Estate Planning Documents:
Expert Advice From Money Insider Jeff Fleming
One of the final elements to consider when caring for family or friends is to make sure that the proper estate planning documents have been prepared. These documents allow us to make certain choices so that our affairs can be managed or distributed without interruption. At the very least, the list of documents should include a will, a power of attorney and a living will.
Will
Nearly everyone knows what a will is, but it is surprising how many people do not have one. Though people give many reasons for not having a will -- the most common of which seems to be procrastination -- it is imperative that we understand the problems and disruptions that could occur if we do not have a valid will that is written by a qualified and experienced attorney and properly witnessed.

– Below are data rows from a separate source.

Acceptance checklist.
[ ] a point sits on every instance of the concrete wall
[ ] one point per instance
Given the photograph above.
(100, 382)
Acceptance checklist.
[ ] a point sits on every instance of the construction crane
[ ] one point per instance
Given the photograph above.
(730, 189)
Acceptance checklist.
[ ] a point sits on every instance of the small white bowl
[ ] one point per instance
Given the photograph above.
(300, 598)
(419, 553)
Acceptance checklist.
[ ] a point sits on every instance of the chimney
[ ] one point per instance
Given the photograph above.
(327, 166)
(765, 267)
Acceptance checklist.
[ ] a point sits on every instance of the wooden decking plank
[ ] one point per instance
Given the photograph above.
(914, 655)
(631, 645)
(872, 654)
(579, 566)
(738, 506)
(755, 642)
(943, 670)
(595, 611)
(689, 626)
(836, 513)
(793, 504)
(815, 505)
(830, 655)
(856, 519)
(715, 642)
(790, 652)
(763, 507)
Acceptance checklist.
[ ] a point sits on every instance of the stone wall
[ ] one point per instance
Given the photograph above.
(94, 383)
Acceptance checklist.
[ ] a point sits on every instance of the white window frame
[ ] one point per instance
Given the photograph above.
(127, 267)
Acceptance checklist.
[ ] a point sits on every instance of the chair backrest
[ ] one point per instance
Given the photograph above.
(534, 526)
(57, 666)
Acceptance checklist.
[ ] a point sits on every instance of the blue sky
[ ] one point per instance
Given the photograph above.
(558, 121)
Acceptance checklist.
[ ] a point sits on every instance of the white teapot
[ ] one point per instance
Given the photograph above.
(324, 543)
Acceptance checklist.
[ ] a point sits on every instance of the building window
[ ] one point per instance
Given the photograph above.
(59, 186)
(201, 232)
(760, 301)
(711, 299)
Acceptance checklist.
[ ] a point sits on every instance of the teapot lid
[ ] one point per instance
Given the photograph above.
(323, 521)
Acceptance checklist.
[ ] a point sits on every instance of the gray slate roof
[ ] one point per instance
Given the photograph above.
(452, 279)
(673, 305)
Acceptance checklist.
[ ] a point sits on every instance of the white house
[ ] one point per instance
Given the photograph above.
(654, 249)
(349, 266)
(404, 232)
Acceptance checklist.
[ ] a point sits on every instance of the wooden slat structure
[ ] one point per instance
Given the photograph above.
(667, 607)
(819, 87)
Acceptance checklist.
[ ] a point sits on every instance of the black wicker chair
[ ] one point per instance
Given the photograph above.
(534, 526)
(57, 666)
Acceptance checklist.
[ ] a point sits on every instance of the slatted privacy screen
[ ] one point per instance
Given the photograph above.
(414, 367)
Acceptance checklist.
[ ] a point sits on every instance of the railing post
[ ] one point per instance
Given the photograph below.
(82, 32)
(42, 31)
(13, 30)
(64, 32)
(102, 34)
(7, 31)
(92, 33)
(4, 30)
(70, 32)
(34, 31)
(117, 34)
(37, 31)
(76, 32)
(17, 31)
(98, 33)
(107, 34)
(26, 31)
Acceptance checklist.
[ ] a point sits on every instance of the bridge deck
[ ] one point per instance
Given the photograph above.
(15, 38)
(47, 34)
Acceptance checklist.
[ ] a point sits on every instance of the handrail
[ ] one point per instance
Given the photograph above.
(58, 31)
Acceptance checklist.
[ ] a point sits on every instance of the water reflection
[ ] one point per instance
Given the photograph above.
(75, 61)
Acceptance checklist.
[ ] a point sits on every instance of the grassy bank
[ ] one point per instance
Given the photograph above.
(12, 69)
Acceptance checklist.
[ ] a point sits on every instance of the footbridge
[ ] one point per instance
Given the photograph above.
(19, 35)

Did you know that your state provides a will for you in the event you die without one, which is called intestate? The court will appoint someone to administer your estate and your state statute provides who will receive your property. The distributions required by state law will undoubtedly be different than your own designs. Charities and non-relatives will certainly be excluded.
You do not have to be rich to need a will. In your will, you can make provisions for bequests of specific property that you want an individual to receive. You can make provisions for the distribution of the remainder of your estate and whether you want it distributed outright or in trust. For larger estates, the combination of wills and trusts can be used to reduce unnecessary estate taxes. You can appoint specific individuals as guardians, executors and trustees. Once prepared, the will can be changed as your needs or desires change. As difficult as planning for death is, most assuredly, dying without a will can cause great difficulty for your loved ones who survive you.
Power of Attorney
Management of one's assets in the event of becoming incapacitated is also a great concern to many. The simplest way to protect your personal assets and provide for continued management by a trusted individual is to prepare a power of attorney. The power of attorney is a written document that allows the designated individual, called an attorney-in-fact, to oversee and handle the affairs of the principal. These documents can be designed so that they are effective immediately upon signing, or they can spring into effect if you become incapacitated. Their duration can be specified, or they can remain active until revoked, and the power given to the attorney-in-fact may be very broad or very limited depending on the circumstances. The power of attorney precludes the necessity of a court hearing in which a judge would declare the principal incapacitated and appoint a guardian or conservator for him or her, which can be expensive.
Living Will
Finally, medical advances are allowing patients to live longer through the use of extraordinary measures. However, horrifying life support stories are abundant, and for those who want to determine themselves whether or not they are kept alive artificially, a living will should be prepared. A living will is a document that tells the doctor whether or not the individual wishes to receive a variety of life support systems such as artificial respiration, kidney dialysis and cardiac resuscitation in the event that they are in the process of dying, suffer from a terminal condition, or are in a vegetative state. The living will statute in each state may vary and some states have not yet adopted such a statute. But I highly recommend that everyone prepare a living will to help guide doctors and family to make the appropriate decision with regard to continued life support.
Audrey faces a tough challenge, and planning at this point is very difficult. She should be sure that her husband and her mother plan from this point forward by preparing these documents.